Tuesday, September 26, 2006

Painting the Garden Shed Bench


Today I painted the bench in the sunny garden shed. The bench needs to have lindseed oil applied to it to keep it from getting water damage so I added pigment to the oil to be applied to parts of it. It will need quite a few more coats of oil but they should be able to be plain without pigment from here on out.


For the leaf I used a synthetic green pigment Emerald Earth had been given a large bag of. It was somewhat different to work with, it seemed to stay in solution better and was much brighter. I only really did one coat on the leaf. I did a little touch up work after the first coat had dried though. The vein in the middle of the leaf is a combination of the green and the red from the other side, then some parts of it have more green on top of that. It looks a lot like I just didn't paint it, the color turned out so much the same as the bench.

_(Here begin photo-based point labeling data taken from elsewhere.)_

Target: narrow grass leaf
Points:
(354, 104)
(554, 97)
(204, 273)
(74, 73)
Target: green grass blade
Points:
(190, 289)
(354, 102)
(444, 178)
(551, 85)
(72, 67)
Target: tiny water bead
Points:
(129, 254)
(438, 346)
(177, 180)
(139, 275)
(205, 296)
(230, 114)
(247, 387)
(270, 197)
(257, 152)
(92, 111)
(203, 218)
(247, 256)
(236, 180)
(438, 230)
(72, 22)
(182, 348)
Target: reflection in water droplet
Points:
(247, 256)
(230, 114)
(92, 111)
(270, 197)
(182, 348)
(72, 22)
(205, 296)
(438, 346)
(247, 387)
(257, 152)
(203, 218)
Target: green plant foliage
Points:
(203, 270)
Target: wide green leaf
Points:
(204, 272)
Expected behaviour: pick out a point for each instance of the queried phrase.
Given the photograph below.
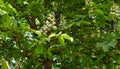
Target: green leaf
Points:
(65, 36)
(61, 40)
(5, 64)
(49, 53)
(117, 59)
(39, 49)
(99, 12)
(107, 44)
(111, 66)
(112, 43)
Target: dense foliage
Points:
(59, 34)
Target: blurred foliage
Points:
(59, 34)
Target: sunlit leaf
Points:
(5, 64)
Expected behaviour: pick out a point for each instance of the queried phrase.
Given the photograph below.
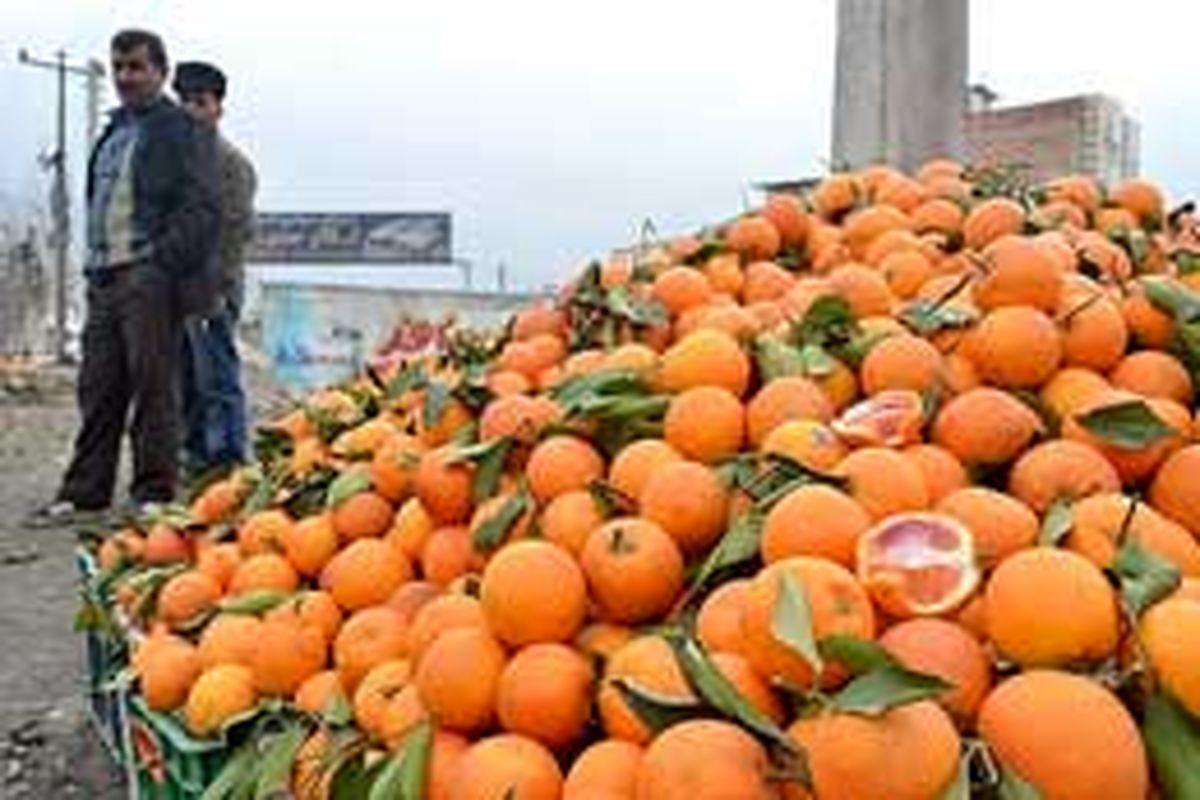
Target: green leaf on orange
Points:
(792, 621)
(1056, 523)
(1145, 577)
(1129, 425)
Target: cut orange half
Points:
(918, 564)
(891, 419)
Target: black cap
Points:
(197, 77)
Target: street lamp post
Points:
(60, 199)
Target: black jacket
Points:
(177, 196)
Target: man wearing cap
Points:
(214, 402)
(154, 208)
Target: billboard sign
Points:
(402, 238)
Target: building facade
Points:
(1087, 133)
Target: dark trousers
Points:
(214, 402)
(129, 378)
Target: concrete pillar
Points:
(901, 78)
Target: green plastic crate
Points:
(105, 656)
(166, 762)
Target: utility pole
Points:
(60, 198)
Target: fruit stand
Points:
(888, 492)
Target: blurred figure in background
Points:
(154, 210)
(214, 401)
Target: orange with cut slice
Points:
(918, 564)
(889, 419)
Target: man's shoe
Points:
(65, 513)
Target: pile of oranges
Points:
(889, 492)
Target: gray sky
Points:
(552, 128)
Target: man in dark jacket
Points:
(214, 402)
(153, 216)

For the sunflower petals I used yellow ocher, an earth pigment, it was really hard to get it strong enough to overcome the brown plaster. The second coat really helped.


The center of the sunflower was painted with a combination of red iron oxide and a different yellow ocher, and I added small flakes of mica to it so in the sun it should sparkle. By the time I was done the sun was not on that side any more. I will have to check it out some morning.


I tried out putting some of the red on the petals, based on a sunflower I had looked at, but it was mainly just to see how it would look. I did it before I had applied the second coat of yellow. A bit of the red did show through I may try to add a bit more but I don't want very much.


That last picture of the flower the paint is still wet, it won't look like that after it is dried. The second coat dried a lot slower than the first. It never looked wet like that when I painted the first coat.


I also applied the first coat of oil to the whole bench. It was a pain to paint under it and get into the plaster between the rock foundation. The first coat really took a lot of oil. The bench just sucked it in. Following coats should take less oil until it doesn't want any more, then it is done.